> Hi,
> there's a DocBook XML file which I want to modify. The file contains
[quoted text clipped - 42 lines]
>
> Tom
Have you tried a pattern of "(<mediaobject)(.*)(</mediaobject>)". You
can then use a replacement along the lines of "<!-- PathToImage
-->$1$2$3". I'd also use Pattern.MULTILINE | Pattern.DOTALL when
building the pattern.
Hope that helps.
Pan
======================================================================
TechBookReport Java http://www.techbookreport.com/JavaIndex.html
bauer@b3s.de - 24 May 2005 17:22 GMT
> Have you tried a pattern of "(<mediaobject)(.*)(</mediaobject>)". You
> can then use a replacement along the lines of "<!-- PathToImage
> -->$1$2$3". I'd also use Pattern.MULTILINE | Pattern.DOTALL when
> building the pattern.
>
> Hope that helps.
Not really ... this results in the same problem I already described.

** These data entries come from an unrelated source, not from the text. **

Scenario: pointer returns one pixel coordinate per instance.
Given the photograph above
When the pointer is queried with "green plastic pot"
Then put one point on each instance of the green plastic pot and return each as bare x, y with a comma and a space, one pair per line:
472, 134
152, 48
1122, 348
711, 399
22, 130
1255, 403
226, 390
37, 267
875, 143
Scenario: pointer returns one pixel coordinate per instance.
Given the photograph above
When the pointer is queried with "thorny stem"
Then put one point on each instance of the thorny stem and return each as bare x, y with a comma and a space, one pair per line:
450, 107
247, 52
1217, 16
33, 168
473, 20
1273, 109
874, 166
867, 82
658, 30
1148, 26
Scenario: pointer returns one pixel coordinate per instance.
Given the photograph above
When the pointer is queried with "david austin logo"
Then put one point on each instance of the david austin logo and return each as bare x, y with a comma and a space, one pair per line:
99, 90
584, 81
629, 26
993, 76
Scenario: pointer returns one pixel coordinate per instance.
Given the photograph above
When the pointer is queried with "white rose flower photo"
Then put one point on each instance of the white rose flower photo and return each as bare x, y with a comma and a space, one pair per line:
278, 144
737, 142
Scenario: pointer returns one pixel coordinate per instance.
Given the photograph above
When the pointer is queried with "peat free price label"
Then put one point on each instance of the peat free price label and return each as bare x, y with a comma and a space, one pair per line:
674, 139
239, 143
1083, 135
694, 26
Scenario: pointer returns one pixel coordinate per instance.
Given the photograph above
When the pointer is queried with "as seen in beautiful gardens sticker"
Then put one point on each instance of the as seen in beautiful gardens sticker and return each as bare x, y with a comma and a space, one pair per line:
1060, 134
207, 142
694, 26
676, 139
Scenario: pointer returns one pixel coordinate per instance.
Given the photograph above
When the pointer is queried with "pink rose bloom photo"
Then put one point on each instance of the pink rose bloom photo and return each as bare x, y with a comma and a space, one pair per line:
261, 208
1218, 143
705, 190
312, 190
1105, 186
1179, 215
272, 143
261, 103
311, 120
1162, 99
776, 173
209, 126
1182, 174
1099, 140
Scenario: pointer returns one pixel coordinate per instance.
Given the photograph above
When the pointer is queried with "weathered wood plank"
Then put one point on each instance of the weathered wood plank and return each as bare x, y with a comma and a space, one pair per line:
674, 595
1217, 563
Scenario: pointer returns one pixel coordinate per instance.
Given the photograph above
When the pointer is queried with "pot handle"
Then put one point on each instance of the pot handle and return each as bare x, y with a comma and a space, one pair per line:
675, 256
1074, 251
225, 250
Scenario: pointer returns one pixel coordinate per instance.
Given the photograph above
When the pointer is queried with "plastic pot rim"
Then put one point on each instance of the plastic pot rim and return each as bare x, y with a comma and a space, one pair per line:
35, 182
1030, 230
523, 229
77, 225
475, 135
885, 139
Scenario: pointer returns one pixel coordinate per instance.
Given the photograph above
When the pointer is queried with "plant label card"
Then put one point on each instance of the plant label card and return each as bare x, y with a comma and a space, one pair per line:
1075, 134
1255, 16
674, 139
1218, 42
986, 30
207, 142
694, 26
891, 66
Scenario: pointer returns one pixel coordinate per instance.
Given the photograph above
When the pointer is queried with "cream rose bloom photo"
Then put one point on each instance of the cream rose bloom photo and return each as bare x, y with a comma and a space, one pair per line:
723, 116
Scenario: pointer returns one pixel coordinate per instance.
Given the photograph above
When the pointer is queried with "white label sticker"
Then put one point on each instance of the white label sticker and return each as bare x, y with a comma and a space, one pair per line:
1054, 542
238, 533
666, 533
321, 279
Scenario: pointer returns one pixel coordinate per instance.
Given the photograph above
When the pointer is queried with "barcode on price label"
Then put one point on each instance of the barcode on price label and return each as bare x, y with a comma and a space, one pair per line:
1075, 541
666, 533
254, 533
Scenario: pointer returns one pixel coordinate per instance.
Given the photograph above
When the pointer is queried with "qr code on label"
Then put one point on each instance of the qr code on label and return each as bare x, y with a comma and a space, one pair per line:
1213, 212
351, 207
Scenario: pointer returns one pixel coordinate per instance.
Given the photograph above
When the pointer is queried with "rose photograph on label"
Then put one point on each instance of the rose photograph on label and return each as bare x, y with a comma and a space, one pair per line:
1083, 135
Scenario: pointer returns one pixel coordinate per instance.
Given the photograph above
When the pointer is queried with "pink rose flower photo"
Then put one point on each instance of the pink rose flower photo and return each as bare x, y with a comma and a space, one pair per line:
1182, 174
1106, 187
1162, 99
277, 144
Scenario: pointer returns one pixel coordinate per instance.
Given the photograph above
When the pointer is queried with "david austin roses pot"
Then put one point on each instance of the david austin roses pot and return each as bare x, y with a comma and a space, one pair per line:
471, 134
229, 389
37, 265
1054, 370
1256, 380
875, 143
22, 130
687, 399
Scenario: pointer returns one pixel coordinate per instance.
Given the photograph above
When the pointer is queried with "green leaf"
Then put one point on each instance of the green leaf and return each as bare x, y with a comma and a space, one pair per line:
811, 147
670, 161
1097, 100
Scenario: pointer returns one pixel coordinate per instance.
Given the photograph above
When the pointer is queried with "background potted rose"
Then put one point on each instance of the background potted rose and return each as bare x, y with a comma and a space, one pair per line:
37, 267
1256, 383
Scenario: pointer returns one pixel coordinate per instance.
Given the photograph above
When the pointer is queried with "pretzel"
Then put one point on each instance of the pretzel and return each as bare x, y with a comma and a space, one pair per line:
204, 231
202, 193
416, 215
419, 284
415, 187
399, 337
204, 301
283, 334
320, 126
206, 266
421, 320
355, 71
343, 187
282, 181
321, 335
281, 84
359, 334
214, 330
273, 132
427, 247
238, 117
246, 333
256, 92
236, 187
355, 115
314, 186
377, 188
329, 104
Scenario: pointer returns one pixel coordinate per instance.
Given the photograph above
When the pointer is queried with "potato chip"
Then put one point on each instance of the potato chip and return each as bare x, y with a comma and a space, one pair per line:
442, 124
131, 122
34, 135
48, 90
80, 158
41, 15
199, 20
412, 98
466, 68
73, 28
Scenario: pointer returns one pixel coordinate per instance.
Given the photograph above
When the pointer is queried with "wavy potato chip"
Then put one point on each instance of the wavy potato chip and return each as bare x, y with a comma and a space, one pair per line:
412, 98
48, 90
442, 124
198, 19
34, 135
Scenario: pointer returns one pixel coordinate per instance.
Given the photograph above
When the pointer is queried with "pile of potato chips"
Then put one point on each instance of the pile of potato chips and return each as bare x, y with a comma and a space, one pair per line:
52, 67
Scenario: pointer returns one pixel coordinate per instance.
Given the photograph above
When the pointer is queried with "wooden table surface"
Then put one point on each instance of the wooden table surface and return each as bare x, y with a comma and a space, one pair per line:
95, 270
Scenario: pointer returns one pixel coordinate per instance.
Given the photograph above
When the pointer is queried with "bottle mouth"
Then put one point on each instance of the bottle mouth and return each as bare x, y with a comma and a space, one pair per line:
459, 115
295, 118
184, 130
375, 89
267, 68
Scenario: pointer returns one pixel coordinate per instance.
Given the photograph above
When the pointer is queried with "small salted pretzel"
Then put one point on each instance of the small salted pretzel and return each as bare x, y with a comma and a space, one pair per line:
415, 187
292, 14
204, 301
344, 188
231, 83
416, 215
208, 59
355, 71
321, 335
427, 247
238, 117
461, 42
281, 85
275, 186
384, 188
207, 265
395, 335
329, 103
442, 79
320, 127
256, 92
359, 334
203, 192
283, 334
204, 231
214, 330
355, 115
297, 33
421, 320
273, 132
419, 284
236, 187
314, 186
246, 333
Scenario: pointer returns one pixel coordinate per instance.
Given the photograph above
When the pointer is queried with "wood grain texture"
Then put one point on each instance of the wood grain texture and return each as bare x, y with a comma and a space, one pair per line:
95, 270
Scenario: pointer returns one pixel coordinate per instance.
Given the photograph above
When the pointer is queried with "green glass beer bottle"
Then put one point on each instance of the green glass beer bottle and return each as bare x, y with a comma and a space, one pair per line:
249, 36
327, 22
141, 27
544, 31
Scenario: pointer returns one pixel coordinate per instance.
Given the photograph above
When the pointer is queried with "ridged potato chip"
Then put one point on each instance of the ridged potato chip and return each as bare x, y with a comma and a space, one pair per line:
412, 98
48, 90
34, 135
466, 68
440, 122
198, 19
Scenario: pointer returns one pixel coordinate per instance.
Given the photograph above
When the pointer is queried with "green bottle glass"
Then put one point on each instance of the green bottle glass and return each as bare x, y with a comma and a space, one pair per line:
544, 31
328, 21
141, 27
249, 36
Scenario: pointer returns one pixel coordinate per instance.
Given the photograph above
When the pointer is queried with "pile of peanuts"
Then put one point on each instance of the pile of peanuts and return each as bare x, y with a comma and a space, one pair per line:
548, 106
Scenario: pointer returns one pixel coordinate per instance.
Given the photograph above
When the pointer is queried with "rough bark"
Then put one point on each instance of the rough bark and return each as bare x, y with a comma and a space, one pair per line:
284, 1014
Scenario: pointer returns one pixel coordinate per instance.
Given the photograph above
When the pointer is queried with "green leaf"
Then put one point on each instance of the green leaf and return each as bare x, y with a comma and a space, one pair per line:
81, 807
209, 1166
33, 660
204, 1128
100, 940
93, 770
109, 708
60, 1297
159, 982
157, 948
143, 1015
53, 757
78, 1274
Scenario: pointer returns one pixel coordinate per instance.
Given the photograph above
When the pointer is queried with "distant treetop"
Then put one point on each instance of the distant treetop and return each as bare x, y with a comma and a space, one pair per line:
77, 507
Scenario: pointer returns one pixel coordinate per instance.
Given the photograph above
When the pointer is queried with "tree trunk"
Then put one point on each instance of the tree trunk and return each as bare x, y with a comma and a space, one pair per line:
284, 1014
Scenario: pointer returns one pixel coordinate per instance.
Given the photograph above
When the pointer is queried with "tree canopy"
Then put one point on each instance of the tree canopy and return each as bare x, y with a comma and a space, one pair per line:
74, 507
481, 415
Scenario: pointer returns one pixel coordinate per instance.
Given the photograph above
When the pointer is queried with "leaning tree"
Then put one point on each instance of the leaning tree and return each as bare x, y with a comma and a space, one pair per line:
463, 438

Instead of substituting \1\2\3 with the matching groups I get only this
special char (looks like a square, cannot displayed here). Btw I even
noticed that you used $1$2$3. This is perl, right? In Java it would be
\1\2\3 or am I wrong?
You can try it yourself. Save the following content to a file:
<chapter>
<title>Chapter 1</title>
<sect1>
<title>Section 1</title>
<para>
Test Test Test Test Test Test Test Test Test
</para>
<mediaobject>
<imageobject>
<imagedata fileref="image.svg" format="SVG"/>
</imageobject>
</mediaobject>
<para>
Test Test Test Test Test Test Test Test Test
</para>
</sect1>
</chapter>
Read this file with
public String readPlain( File file ) throws Exception
{
String content = new String();
String line = new String();
BufferedReader brd = new BufferedReader( new FileReader( file ) );
while ( ( line = brd.readLine() ) != null )
content += line + "\r\n";
brd.close();
return content;
}
and then apply a
content = Pattern.compile( "(<mediaobject)(.*)(</mediaobject>)",
Pattern.MULTILINE|Pattern.DOTALL).matcher(
content).replaceAll("<!-- Test -->\1\2\3");
_
Tom
bauer@b3s.de - 24 May 2005 17:28 GMT
Damn Java regex !!! It is $1$2$3. That was the point. I used the wrong
syntax for backrefs. But in Java API 1.4.2 under
java.util.regex.Pattern stands
Back references
\n Whatever the nth capturing group matched
So what ... ?!?
TechBookReport - 24 May 2005 17:43 GMT
> Damn Java regex !!! It is $1$2$3. That was the point. I used the wrong
> syntax for backrefs. But in Java API 1.4.2 under
[quoted text clipped - 4 lines]
>
> So what ... ?!?
Did you escape the backslashes? Also, the funny square character is
probably the \r\n you are using. Try
System.getProperty("line.separator") instead.
Pan
======================================================================
TechBookReport Java http://www.techbookreport.com/JavaIndex.html
bauer@b3s.de - 24 May 2005 18:08 GMT
TechBookReport schrieb:
> > Damn Java regex !!! It is $1$2$3. That was the point. I used the wrong
> > syntax for backrefs. But in Java API 1.4.2 under
[quoted text clipped - 8 lines]
> probably the \r\n you are using. Try
> System.getProperty("line.separator") instead.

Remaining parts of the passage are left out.